# How do I get this dovetail jig to work?



## talldean (Jan 25, 2010)

So, a good friend who closed his woodshop gave me a homemade dovetail jig, and then moved outta town.

What he didn't give me was the size of bit I need to have, or size of template guide, or instructions on how to use the thing. Help?

He had to get the plastic inserts from somewhere, but I don't know where, unfortunately. The bottom one, with larger teeth, has teeth about .435" wide, and about the same size gap in-between. The top one, with smaller teeth, has teeth just over .15" wide, and a gap of about .315".

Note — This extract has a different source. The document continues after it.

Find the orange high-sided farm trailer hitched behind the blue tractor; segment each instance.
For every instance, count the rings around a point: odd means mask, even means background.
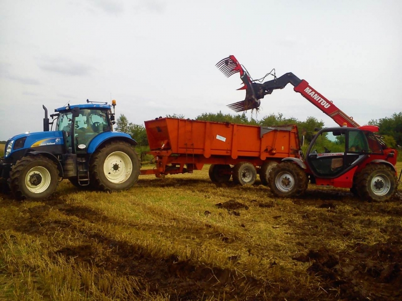
[[[155,167],[141,175],[192,173],[211,164],[213,182],[252,185],[259,173],[267,185],[271,168],[283,158],[299,158],[296,125],[255,126],[178,118],[145,121]],[[231,167],[233,166],[233,167]]]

No idea how to figure this one out without a *lot* of trial and error.


----------



## talldean (Jan 25, 2010)

Okay, my assumption is that I need a straight bit and a dovetail bit, and a template guide. I take off one set of teeth and set it aside based on if I want a small or large dovetail.

But the sizes of the bits and templates, I dunno. What the heck do y'all use?


----------



## TomHintz (Feb 4, 2009)

I am afraid you are in the deep ca ca on this one. Dovetail jigs - and those templates - are designed with a specific bit and collar in mind. Without knowing who made it or an instruction sheet this could get expensive as you try all of the possible combinations. A friend of mine got a dovetail jig the same way and lacking the same information and he wound up nailing it to the shop wall as a reminder to not do that again.


----------



## jusfine (May 22, 2010)

I agree with Tom, could be costly, but would be fun to try…


----------



## ajosephg (Aug 25, 2008)

Well - it does exihibit great workmanship. It will look good on your wall! 

Seriously - you might be able to find the source of the templates by seaching the web.


----------



## manumurf (Mar 4, 2010)

Can't you call and ask him?


----------



## anoldwoodchuck (Feb 13, 2010)

Contact Woodsmith. They sold this jig about 15 years ago.


----------



## talldean (Jan 25, 2010)

I'd asked him about the bit sizes before, he didn't know.

This time, I asked him "where'd you get the plan", he said the same thing that Chuck posted; Woodsmith.

JACKPOT!


----------